Jennifer Post had a bad case of the butch blues. It began when she and her wife moved from the East Coast to image-obsessed L.A. Back home, she always kept her hair nondescript and product-free. Fashion was an alien concept — she was happiest in her uniform of plaid shirts, Levi’s and weather-worn sneakers. “I guess I used to look kinda like Billie Jean King after a match, minus the skirt,” says Post, an attorney known to her friends as “JP.”

Arriving in L.A. was something of a culture shock, to say the least. Among the sharp-dressing, L Word–era lesbians of West Hollywood, Post felt self-conscious. Dorky even. Her non-hairstyle and oversize Bermuda shorts just weren’t cutting it anymore. After six months at the bottom of the L.A. fashion food chain, Post, 42, decided it was time for a change. She posted an ad on the “Women for Women” section of Craigslist, asking for help unleashing her inner dandy.

Enter QueerStyleLA, a collective of queer gals with a flair for vintage designer fashions — Kat McIver covers “logistics” and Kristen Tribby specializes in “gender styling.” Together their goal is to help people express their queer identity through their attire — whether they be gay, butch, femme, trans or even straight. Queerness, according to them, has less to do with sexuality and gender, and more to do with attitude.

“Queer is about changing the status quo, not adhering to mainstream culture,” says Tribby, a 29-year-old socially conscious femme with a penchant for antique accessories and polka-dot blouses. “When we style someone, we ask them, ‘Who are you?’ Then we take that and queer it to your gender. Queer it to what it is you want to be.”

When Tribby met up with Post at her home in Venice, her first step was to rummage through the closet. What she found disturbed her. “JP’s clearly butch, but I saw some lacy items, things she said she needed for Christmas parties and weddings. I said, ‘My dear, this is horrible, you don’t have to do this!’ ” After banishing the flounce (along with the flannel), Tribby took Post shopping. They went to Kenneth Cole and bought a pair of Fluevog-like shoes, de rigueur for voguish butches. The shoes only went down to a women’s size 10, so they improvised with insoles. “If you’re going to put a woman in a hot suit, you can’t then go and pair it with a pair of stubby Nine Wests,” reasoned Tribby. “The fashion industry needs to catch on that not all women out there want to be strapped in high heels all the time.”

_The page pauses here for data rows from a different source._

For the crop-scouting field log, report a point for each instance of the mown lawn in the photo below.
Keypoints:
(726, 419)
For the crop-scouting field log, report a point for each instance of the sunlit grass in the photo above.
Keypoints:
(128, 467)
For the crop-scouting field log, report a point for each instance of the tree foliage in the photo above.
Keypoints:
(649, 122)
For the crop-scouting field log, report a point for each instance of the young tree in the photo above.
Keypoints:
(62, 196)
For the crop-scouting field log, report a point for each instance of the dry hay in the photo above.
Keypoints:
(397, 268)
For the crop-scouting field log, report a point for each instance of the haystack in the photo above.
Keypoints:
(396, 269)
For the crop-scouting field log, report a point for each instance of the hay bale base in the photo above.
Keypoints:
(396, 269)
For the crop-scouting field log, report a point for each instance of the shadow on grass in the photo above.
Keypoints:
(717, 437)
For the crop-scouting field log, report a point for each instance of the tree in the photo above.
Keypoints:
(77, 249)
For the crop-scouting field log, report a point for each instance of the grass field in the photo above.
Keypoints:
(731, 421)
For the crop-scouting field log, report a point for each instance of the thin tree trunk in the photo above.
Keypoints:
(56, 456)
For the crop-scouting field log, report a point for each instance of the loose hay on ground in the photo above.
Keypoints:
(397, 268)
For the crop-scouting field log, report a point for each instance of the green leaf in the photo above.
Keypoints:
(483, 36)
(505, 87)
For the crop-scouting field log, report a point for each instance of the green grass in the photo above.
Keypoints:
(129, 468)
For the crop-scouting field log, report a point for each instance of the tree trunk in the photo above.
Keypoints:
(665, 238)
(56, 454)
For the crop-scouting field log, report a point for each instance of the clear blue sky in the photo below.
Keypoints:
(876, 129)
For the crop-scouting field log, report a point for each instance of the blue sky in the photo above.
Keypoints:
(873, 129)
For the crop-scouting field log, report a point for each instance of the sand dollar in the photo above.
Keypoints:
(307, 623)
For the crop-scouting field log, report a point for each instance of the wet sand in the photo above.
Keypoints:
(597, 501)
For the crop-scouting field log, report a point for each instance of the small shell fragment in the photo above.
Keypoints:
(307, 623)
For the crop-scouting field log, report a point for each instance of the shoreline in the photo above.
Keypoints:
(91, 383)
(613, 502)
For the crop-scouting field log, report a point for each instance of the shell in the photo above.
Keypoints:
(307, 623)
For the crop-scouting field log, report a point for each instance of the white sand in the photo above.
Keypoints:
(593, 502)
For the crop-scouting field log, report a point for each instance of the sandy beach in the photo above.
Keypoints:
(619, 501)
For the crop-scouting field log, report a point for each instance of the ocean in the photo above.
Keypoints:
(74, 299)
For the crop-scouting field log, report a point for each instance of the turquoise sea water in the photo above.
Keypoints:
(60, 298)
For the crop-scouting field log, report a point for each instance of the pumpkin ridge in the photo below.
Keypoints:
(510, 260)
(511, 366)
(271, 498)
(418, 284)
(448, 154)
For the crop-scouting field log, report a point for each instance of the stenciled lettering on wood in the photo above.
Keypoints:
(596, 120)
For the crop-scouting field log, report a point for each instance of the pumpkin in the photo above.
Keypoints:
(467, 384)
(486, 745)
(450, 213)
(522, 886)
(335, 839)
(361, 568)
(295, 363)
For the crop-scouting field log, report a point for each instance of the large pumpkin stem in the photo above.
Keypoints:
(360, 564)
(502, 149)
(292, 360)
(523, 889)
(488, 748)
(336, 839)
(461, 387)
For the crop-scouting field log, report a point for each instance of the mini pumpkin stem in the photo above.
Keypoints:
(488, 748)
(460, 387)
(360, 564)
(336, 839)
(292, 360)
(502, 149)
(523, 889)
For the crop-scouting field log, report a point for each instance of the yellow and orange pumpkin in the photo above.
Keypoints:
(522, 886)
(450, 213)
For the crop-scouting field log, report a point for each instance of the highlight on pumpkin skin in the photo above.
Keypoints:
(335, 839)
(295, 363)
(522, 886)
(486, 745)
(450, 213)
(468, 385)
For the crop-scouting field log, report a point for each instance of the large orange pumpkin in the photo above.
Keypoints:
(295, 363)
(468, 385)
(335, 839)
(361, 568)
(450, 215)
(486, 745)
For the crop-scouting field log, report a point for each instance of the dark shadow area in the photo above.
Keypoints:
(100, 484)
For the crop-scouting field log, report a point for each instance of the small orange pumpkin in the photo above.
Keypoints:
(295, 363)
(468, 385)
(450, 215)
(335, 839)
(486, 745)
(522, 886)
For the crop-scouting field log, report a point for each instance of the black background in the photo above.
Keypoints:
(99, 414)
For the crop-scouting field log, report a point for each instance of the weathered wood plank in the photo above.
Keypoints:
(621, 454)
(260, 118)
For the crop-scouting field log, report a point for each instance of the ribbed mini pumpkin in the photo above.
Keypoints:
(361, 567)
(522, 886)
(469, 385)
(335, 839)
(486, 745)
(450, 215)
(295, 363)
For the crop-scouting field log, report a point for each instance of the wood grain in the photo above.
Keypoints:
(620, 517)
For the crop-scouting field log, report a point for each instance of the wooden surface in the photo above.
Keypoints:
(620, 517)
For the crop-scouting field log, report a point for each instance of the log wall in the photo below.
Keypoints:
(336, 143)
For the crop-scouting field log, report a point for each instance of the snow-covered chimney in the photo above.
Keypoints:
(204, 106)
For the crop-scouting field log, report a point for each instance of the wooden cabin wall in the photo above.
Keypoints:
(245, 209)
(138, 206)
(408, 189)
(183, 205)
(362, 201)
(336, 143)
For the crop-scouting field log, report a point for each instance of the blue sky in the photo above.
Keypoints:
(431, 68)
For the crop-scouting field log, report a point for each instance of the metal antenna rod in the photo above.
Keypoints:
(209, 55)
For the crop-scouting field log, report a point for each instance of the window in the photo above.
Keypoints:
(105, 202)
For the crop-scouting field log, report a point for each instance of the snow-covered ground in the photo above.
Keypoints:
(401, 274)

Then they followed up with a visit to Nordstrom, where they browsed the men’s suit department. For Post, it was a liberating experience. “For me, it was always kind of a big taboo to go to the suit section, but Kristen broke that boundary right down,” she says. “She told me, ‘Of course, you can wear men’s suits.’ Sometimes you just need permission like that.” At first, the Nordstrom salesman was a little perplexed by his new lady client — until, Post says, it became clear she was going to be spending “a boatload of money.”

In the space of a few weeks, Post was transformed from démodé to dapper. The gay guys at her law firm said she looked like Al Pacino and told her she was ready to “rock the boulevard” with them. She went to L.A. Fashion Week in March with Tribby and caused quite a commotion in her brand-new pinstriped chocolate Ben Sherman suit (tailored), purple plaid shirt and Gucci sunglasses. “Laurie Pike [fashion writer and former editor of LA.com] came up to me and said I was the best-dressed lawyer she had ever met,” says Post, who says her confidence has grown tenfold since her style overhaul. “I’ve never had so many compliments in all my life.”

As for Tribby, she knows her company will be compared to the Bravo series that made a star of Carson Kressley. “[Queer Eye] broke ground, for sure,” she says, “but they didn’t take into account people’s economic status, and they typically didn’t do gay guys, dykes or trans folks. That’s what we’re doing — helping all the queers feel good in their own skin.”